Plots2: set up scraper for Public Lab's twitter account

Created on 30 May 2017  路  17Comments  路  Source: publiclab/plots2

background

Twitter is a microblogging platform launched in 2006 (no, no, jk jk, for real now)...

Twitter gives limited access to your timeline events. For instance, here's what the exported archive looks like when viewed in a browser -- it only shows what you tweeted or retweeted, not the activity on each tweet or what other people are talking about you:
screenshot of archive

And here is what analytics.twitter.com shows you in digested "month" overviews. Pretty good, but still doesn't capture who is talking about you, although it does give a count of total mentions:

twitter-2017-01

what we want, what we really really want

  • all mentions of publiclab across the twitterverse, which would include @publiclab, #publiclab or simply publiclab even public lab -- in a CSV file.
  • extract all hastags from the above set
  • snapshot of current followers to see who we've lost (how would we do comparisons over time?)

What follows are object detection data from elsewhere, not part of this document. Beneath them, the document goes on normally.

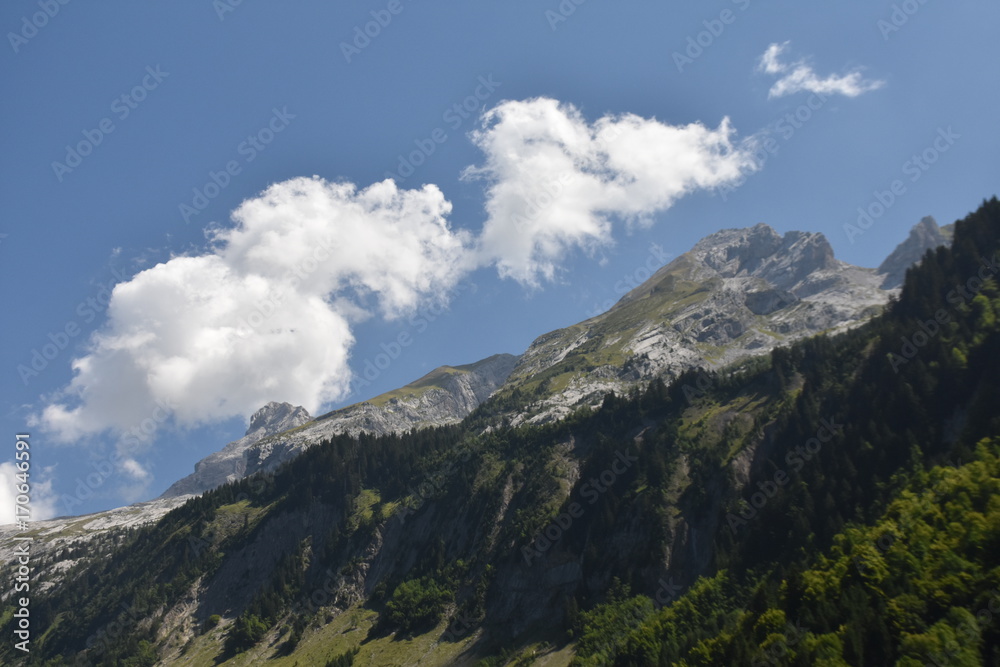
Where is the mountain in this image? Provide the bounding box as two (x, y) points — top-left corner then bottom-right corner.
(500, 224), (890, 422)
(161, 354), (517, 498)
(877, 215), (954, 289)
(160, 401), (312, 498)
(9, 198), (1000, 665)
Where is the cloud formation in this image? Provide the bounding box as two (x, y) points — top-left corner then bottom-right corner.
(33, 98), (755, 482)
(0, 461), (56, 526)
(465, 98), (754, 285)
(39, 177), (470, 452)
(758, 42), (885, 98)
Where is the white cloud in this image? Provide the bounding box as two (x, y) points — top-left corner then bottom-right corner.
(758, 42), (885, 97)
(465, 98), (754, 285)
(38, 177), (469, 446)
(29, 98), (754, 496)
(0, 461), (56, 526)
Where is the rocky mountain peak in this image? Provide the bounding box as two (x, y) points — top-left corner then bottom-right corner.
(688, 223), (839, 289)
(877, 215), (949, 289)
(246, 401), (312, 438)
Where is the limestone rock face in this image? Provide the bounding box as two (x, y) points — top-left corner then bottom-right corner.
(161, 354), (517, 498)
(160, 401), (312, 498)
(877, 215), (952, 289)
(505, 224), (889, 421)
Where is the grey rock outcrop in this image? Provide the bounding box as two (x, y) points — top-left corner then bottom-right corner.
(506, 224), (889, 421)
(161, 354), (518, 498)
(160, 401), (312, 498)
(877, 215), (951, 289)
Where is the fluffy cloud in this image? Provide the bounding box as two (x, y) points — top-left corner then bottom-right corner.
(758, 42), (885, 97)
(0, 461), (56, 526)
(38, 177), (469, 448)
(465, 98), (754, 285)
(37, 98), (754, 486)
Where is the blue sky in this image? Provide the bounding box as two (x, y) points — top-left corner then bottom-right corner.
(0, 0), (1000, 516)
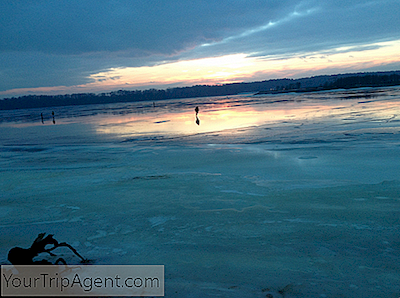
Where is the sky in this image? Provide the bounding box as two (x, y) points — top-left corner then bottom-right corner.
(0, 0), (400, 98)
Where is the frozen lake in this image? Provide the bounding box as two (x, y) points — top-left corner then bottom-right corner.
(0, 87), (400, 298)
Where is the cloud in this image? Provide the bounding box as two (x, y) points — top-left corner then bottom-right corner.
(0, 0), (400, 91)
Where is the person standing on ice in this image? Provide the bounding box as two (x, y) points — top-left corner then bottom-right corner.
(194, 107), (200, 125)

I can implement it in python, but the level of difficulty of someone implementing it in Ruby would be relatively simple (although that isn't to say that it wouldn't take time to implement). If it would help, I can write one in python and someone could translate it but that's probably not so great as we could just as easily run a python script. It just wouldn't fit in as neatly in the public lab codebase. An alternative is that the process is written in python and produces a parsed data structure (csv for example) which is consumed into the database by Ruby.

Resources:

https://github.com/sferik/twitter/tree/master/examples
https://robots.thoughtbot.com/ruby-wrapper-for-twitter-search-api (contains example with Active Record and Cron)

Basic steps:

  • [ ] Decide on a data structure for the SQL database
  • [ ] Create tables given structure
  • [ ] Setup an application on twitter to to authenticate one's self, and obtain auth keys (might be slightly different process when it's your own timeline)
  • [ ] Create a script to authenticate and collect the data
  • [ ] Create scripts to parse data and put in appropriate tables
  • [ ] Create scripts to analyze/manipulate/aggregate data (e.g. compare number of followers since last query)
  • [ ] Create a cron job (or something similar) to run the script

Other to-dos:

  • Logging features
  • Email notifications of failures

Bonus to-dos:

CC @ebarry

Most helpful comment

Liz is right. We can't let these bots dictate what we're not going to work on! They disrupt our faith in institutions. Sow discord and spread misinformation. But to quote former President George W. Bush: _'...There's an old saying in Tennessee...Fool me once, shame on ... shame on you. Fool me... You can't get fooled again!'_. So, I'll be damned if I'm going to let some bot waltz in here and seed the insidious idea that these issues won't get closed if we don't actively work on them.

picard_the_line

All 17 comments

great! thanks for posting, i added in screenshots above.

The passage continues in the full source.